Thursday, February 16, 2012

What's Dish Yer Sauce?

The title is a joke-y way to refer to Worcestershire sauce. However, it isn't nice to tease a sauce that has had such a long career. It is a fermented fish sauce, the "fish" are anchovies which would have been a deal breaker if I'd know it before I ever tasted it..

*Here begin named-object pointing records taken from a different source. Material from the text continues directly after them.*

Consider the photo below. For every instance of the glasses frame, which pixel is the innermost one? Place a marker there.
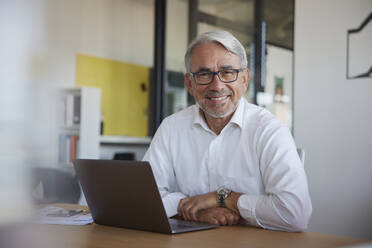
(214, 73)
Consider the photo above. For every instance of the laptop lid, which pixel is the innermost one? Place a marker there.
(125, 194)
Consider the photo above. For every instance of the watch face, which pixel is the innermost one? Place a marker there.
(223, 191)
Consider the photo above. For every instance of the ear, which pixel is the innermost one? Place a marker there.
(188, 83)
(245, 77)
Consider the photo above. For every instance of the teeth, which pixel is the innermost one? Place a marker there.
(218, 98)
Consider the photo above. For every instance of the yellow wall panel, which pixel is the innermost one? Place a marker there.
(124, 102)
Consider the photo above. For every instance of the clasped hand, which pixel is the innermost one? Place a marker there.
(204, 208)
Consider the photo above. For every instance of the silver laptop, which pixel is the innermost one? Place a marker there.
(124, 194)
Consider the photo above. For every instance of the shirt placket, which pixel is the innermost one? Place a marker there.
(212, 163)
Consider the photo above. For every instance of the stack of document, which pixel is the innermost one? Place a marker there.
(58, 215)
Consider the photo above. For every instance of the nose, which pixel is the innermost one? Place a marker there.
(216, 84)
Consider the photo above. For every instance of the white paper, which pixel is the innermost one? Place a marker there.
(42, 217)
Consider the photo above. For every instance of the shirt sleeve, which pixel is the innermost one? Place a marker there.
(159, 157)
(286, 204)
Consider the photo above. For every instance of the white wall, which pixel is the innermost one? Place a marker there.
(333, 116)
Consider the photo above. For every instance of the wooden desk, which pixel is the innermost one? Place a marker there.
(103, 236)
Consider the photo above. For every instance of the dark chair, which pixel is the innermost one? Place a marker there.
(52, 185)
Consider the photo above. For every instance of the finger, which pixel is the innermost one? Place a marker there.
(193, 213)
(221, 220)
(181, 204)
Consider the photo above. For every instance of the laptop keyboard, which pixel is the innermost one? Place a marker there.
(176, 224)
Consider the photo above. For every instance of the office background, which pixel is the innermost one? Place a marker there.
(331, 115)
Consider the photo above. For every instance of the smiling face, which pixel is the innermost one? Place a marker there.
(217, 99)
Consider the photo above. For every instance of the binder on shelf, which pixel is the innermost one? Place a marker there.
(71, 105)
(68, 148)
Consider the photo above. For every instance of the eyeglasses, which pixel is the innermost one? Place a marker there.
(225, 76)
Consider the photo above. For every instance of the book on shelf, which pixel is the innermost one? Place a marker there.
(71, 105)
(68, 148)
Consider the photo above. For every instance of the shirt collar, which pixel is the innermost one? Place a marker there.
(237, 117)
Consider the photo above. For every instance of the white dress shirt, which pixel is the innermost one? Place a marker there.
(254, 154)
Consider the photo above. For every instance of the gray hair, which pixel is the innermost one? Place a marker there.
(224, 38)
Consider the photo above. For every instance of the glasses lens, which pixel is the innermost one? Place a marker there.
(227, 75)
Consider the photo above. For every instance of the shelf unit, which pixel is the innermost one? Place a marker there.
(78, 124)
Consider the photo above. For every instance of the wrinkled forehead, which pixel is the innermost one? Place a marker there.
(212, 55)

But a fermented fish sauce was popular in Greco-Roman times which were not yesterday afternoon. The Brits brought it back to England when they had to abandon India. Back in Worcester, an English woman bewailed the loss of this sauce, but! She had a recipe which she turned over to a pair of enterprising chemists there. John Lea and William Perrins made her a barrel of it, tasted it and said, "Bleh!" (or words to that effect in those times.) So they stored the keg down in the basement and forgot about it for a couple of years. When they did come across it, they tasted the sauce again. "Ah, hah!" Now they had something.

The Lea & Perrins brand flourished from then on. In 2005 Heinz bought it, but still makes and labels it like the originals. Other vendors sell various brands of it, too - in Australia, Brazil, the US, China, Japan, Thailand and Indonesia. Orthodox Jews are banned from using it on meat; they aren't allowed to have fish with meat.

The rest of us use it in Caesar salad dressing; Micheladas, the Mexican beer cocktail and our own Bloody Marys.

And because I remembered to buy a bottle of it the other day, I can now make barbecued shrimp. The shrimp never go near a grill; it's the sauce that makes it barbecue flavored. Pascal's Manon, New Orleans, where we first ate it, has made their version the gold standard for this dish.

Here's my version of it, but I don't know how many shrimp you're going to use, so adjust the ingredients accordingly.

BBQ SHRIMP
1 stick of butter melted. Add in:
1 T Worcestershire sauce
dash of lemon juice
pepper to taste
dash of Tabasco or other hot sauce
2 cloves garlic, minced
Heat gently and pour over steamed shrimp with or without their shells.